Written by Tom Parnell and director Mark Savage, Painkiller imbues the vigilante thriller subgenre of action films with a timeliness by addressing the opioid epidemic. Bill Johnson’s (Bill Oberst Jr.) daughter died from overdosing on prescription pills. So, now he rails against big pharma and the doctors who constantly prescribe the deadly medications on his podcast. Off the air, he hunts those people down and shoots them. With the help of a vice squad member, he eludes police detection, but things are coming to a head.
See, not only are the cops facing immense pressure to catch this killer, but Dr. Alan Rhodes (Michael Paré) is inching closer to securing the patent to his disgraced partner’s pills, which are more potent than anything currently available today. But the good doc, Thomas (Tom Parnell), is attempting to stall the sale, as his new drug is not meant to be just another painkiller to be exploited. So now Bill has to track down Alan and avoid being caught. Is he successful, or is the opioid crisis about to get even worse?
Parnell and Savage are none-too-subtle with where they land on the side of big pharma versus vigilantes. Through Bill’s internet radio show, the filmmakers directly tell the audience their thoughts on the events, the crisis, and drug addiction due to negligence by medical professionals. This heavy-handed style does mean that some moments come across as rather silly because they feel over-the-top.

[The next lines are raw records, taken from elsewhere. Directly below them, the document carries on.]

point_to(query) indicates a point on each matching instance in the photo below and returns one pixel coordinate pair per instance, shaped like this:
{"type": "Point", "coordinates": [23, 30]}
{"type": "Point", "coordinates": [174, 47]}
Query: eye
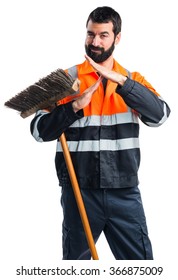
{"type": "Point", "coordinates": [90, 35]}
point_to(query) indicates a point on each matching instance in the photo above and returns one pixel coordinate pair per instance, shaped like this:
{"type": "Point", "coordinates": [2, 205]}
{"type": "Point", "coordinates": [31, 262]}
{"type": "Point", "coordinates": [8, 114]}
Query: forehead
{"type": "Point", "coordinates": [100, 27]}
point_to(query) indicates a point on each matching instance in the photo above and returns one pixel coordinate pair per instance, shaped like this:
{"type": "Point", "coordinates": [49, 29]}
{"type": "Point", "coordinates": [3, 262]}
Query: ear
{"type": "Point", "coordinates": [118, 37]}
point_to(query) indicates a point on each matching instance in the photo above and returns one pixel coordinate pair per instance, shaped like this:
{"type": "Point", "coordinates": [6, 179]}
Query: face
{"type": "Point", "coordinates": [100, 41]}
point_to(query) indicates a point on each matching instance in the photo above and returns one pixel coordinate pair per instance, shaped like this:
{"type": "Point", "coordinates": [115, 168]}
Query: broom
{"type": "Point", "coordinates": [44, 94]}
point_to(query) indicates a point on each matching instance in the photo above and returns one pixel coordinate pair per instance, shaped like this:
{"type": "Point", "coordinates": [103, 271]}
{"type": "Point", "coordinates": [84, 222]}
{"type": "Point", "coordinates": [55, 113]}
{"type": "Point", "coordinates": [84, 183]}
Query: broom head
{"type": "Point", "coordinates": [43, 94]}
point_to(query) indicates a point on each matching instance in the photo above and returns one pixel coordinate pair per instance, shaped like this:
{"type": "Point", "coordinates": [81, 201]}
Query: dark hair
{"type": "Point", "coordinates": [104, 15]}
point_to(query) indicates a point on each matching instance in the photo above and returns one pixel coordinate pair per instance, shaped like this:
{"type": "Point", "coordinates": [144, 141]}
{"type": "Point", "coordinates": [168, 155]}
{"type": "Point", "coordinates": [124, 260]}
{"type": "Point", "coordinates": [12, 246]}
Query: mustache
{"type": "Point", "coordinates": [91, 47]}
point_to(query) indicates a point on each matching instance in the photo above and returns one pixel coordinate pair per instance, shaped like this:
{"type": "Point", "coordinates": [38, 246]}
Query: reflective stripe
{"type": "Point", "coordinates": [102, 145]}
{"type": "Point", "coordinates": [35, 128]}
{"type": "Point", "coordinates": [107, 120]}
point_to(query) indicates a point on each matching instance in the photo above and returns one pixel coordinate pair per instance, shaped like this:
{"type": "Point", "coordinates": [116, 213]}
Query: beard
{"type": "Point", "coordinates": [99, 57]}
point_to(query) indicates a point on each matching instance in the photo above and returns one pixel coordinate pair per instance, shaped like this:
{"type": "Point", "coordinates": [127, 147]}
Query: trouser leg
{"type": "Point", "coordinates": [126, 229]}
{"type": "Point", "coordinates": [75, 245]}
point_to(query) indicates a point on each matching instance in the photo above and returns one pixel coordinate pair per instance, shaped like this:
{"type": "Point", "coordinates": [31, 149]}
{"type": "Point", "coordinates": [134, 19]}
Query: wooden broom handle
{"type": "Point", "coordinates": [78, 197]}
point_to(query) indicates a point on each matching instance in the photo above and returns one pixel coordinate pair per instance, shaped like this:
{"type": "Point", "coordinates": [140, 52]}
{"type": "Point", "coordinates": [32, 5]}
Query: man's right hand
{"type": "Point", "coordinates": [82, 101]}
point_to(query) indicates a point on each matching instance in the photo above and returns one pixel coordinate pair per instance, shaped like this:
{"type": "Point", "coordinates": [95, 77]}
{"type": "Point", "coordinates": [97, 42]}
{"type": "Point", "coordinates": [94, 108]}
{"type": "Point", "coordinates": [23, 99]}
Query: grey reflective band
{"type": "Point", "coordinates": [107, 120]}
{"type": "Point", "coordinates": [129, 74]}
{"type": "Point", "coordinates": [101, 145]}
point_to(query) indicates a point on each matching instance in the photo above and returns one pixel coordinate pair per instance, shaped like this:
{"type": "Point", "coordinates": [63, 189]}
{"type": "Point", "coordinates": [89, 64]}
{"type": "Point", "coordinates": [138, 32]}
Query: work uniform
{"type": "Point", "coordinates": [103, 140]}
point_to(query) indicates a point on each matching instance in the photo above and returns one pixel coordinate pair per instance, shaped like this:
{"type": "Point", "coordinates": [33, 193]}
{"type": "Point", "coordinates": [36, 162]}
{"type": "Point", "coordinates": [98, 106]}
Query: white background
{"type": "Point", "coordinates": [38, 37]}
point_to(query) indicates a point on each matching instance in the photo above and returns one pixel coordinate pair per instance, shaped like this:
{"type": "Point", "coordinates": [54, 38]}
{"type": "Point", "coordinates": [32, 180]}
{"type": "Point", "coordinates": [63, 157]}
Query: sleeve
{"type": "Point", "coordinates": [48, 126]}
{"type": "Point", "coordinates": [142, 98]}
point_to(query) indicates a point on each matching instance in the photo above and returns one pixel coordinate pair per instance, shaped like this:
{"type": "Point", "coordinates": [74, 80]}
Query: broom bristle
{"type": "Point", "coordinates": [44, 93]}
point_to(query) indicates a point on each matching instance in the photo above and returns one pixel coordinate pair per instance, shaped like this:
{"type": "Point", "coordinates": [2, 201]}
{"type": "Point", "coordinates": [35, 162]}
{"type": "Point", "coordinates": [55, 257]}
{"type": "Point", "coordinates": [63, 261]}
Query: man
{"type": "Point", "coordinates": [102, 130]}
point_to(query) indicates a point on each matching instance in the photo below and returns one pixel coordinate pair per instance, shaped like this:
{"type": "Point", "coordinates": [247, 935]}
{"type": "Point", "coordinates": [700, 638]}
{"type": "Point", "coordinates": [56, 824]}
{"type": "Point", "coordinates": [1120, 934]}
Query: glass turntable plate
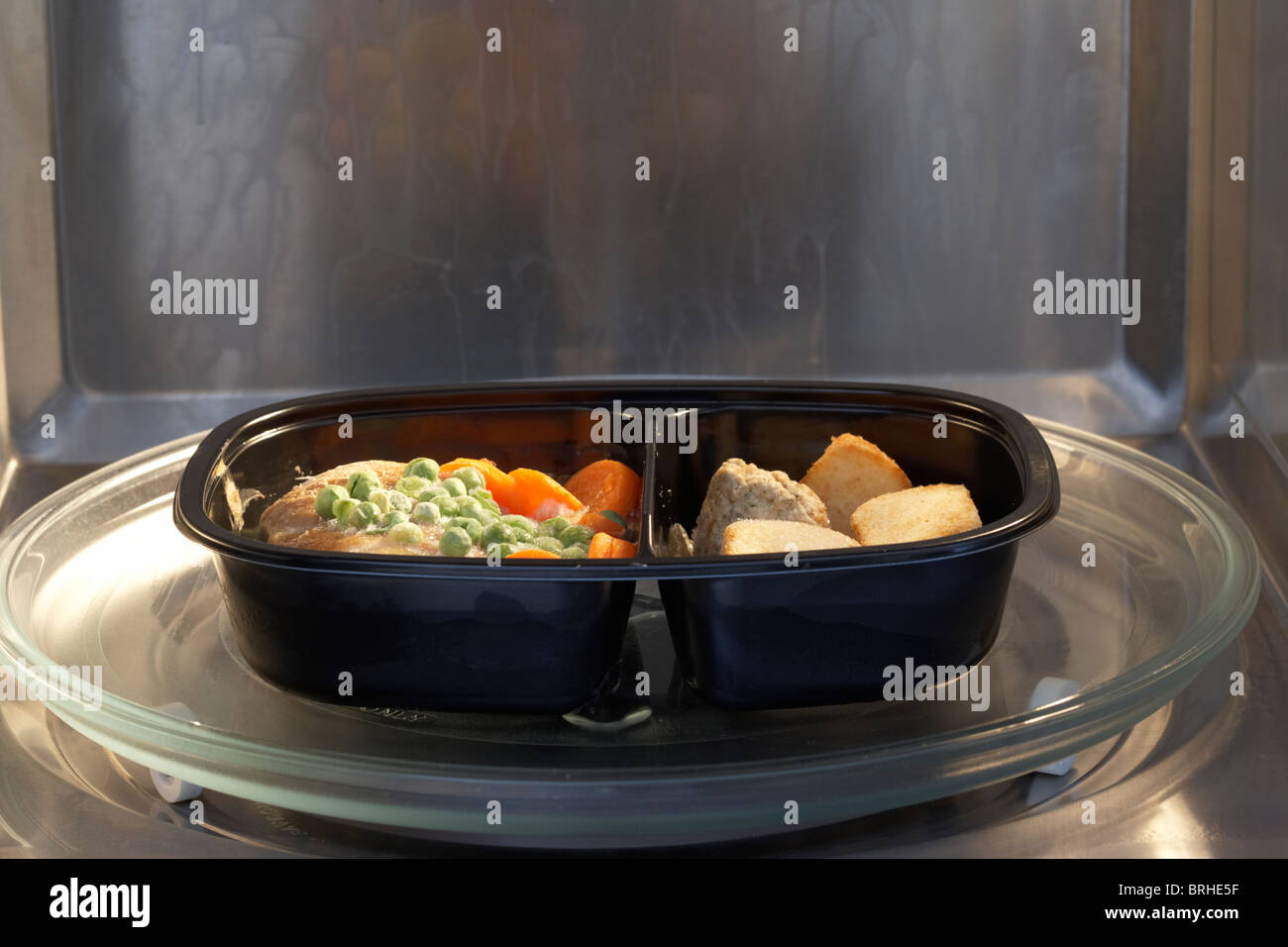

A scene involving Alan talking to another doctor (or a pharmaceutical rep, it is a bit hazy) feels more like an exposition dump than necessary, as everything said are things both characters should already know.
“…rails against big pharma and the doctors who…prescribe the deadly medications…hunts those people down and shoots them.”
But outside of moments like that, which there are a handful of, the story works well. The characters’ motivations are reasonable, except for Lisa, played by Kristina Beringer, whose arc is learning how to stop being so selfish. Plus, the directing really stands out. The editing is great, as transitions from quieter moments to the violent ones flow naturally. This is helped along by the mesmerizing score, which feeds into the tension of the plot wonderfully. Running at less than 90 minutes, Painkiller is a quick and effective ride, with the cinematography offering a lot of moody shots that let the somber tone sink in.
But what truly makes the film worth watching is the cast. Bill Oberst Jr. and Michael Paré always bring their A-game, no matter how small the role or project. Things are no different here, as they are both excellent. Their gravitas and natural charisma lend the proper serious tone to the proceedings while still allowing the audience to have some cathartic fun via the vigilante-style killings. It’s a delicate tightrope to walk, but these consummate professionals do just that. They are assisted by an equally capable supporting cast as well.
Painkiller hammers its message home, which might frustrate some viewers. But, the direction is good, the action exciting, the story interesting, and the score is beyond stellar. The serious nature of the plot never gets dragged down by the more unintentionally over-the-top elements, meaning the themes remain relevant in a relatable fashion.
"…what truly makes the film worth watching is the cast."